Behauptet also eine Medizinerin / ein Mediziner, im Besitz von Wissen und Techniken zu sein, die sonst niemand kennt, und dafür Geld von Ihnen haben will, handelt sie / er entweder unethisch, weil diese Erkenntnisse offenbar nicht geteilt wurden, oder (und viel häufiger!) es handelt sich eben um schlichten Bullshit, der von den Peers, der medizinischen Community entweder abgelehnt oder aus guten Gründen einfach ignoriert wird.

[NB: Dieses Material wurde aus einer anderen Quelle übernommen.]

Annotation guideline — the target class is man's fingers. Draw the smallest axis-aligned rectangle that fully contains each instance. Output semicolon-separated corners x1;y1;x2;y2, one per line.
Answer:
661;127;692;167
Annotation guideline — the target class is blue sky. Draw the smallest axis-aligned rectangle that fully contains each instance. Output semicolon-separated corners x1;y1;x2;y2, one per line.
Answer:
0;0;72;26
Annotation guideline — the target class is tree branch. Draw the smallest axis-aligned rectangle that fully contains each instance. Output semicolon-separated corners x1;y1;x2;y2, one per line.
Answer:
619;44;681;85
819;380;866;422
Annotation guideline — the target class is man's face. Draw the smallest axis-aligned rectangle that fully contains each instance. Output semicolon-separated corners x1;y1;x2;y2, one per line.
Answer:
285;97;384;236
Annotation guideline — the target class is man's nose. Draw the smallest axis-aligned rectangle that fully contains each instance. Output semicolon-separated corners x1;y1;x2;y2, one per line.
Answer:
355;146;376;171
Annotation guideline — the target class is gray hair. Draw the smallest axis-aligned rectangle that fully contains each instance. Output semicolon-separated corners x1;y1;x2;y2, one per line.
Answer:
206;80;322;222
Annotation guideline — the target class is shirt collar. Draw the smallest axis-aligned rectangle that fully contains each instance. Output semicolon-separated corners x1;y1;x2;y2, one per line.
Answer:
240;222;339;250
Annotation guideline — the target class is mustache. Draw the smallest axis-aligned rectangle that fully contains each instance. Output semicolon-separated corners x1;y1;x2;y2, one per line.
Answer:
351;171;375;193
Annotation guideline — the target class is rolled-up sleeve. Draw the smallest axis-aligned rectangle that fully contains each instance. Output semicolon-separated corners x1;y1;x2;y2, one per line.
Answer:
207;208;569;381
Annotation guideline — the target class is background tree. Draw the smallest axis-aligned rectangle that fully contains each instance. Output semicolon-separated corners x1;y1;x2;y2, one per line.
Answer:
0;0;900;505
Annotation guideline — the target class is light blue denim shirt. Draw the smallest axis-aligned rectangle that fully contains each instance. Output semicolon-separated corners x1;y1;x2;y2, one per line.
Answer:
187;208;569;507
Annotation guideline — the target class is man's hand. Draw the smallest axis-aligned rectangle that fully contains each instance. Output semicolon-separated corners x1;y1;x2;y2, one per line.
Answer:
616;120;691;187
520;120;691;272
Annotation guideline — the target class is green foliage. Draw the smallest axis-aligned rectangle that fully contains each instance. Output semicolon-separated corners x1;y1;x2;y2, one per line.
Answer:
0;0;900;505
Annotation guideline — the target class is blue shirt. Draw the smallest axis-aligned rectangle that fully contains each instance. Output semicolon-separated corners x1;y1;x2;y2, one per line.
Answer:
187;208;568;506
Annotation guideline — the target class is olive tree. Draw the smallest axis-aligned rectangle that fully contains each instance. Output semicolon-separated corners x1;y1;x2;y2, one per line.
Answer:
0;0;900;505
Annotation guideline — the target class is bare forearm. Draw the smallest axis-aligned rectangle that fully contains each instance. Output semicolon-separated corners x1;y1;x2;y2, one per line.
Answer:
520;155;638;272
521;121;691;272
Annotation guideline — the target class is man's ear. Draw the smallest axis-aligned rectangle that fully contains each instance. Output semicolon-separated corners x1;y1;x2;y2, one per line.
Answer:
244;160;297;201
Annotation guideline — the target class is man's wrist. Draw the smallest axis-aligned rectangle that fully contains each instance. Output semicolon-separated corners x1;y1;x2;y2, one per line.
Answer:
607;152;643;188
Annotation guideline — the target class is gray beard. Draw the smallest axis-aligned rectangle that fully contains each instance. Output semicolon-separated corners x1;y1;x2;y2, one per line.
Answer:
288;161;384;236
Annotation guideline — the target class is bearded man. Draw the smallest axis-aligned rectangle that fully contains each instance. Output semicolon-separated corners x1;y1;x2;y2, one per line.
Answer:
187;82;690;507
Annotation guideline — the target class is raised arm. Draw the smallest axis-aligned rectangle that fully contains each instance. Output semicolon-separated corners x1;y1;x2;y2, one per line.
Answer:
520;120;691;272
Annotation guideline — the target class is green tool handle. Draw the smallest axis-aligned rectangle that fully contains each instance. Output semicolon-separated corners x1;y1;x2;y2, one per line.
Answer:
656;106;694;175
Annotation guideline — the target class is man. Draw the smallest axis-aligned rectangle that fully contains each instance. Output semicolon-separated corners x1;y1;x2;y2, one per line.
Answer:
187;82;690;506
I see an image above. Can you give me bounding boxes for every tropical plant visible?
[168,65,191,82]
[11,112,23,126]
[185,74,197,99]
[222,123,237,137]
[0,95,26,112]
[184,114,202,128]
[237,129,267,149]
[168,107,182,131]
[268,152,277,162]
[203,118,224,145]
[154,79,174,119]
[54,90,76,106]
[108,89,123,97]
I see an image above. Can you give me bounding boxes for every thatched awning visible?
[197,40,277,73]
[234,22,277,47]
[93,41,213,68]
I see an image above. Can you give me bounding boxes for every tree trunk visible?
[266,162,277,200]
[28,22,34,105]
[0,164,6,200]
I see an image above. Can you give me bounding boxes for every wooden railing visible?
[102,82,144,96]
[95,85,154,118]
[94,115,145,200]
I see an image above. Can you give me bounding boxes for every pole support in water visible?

Und noch ein Hinweis: Wann immer eine Medizinerin oder ein Mediziner (ob nun für Mensch oder Tier) den Begriff „Schulmedizin“ gebraucht, um ihre / seine eigene Tätigkeit von eben dieser abzugrenzen, können Sie gleich von vornherein mit hoher Sicherheit davon ausgehen, dass Sie mit bestenfalls unwirksamen, schlimmstenfalls sogar schädlichen Pseudo-Heilverfahren abgezockt werden sollen. Es gibt nur die wissenschaftlich orientierte bzw. evidenzbasierte Medizin (die sich im Übrigen blitzschnell alles unter den Nagel reißt, was wirklich funktioniert) und die Quacksalberei. „Schulmedizin“ ist nichts anderes als ein abwertender und entlarvender Kampfbegriff der Anhänger:innen obskurer und unwirksamer Methoden!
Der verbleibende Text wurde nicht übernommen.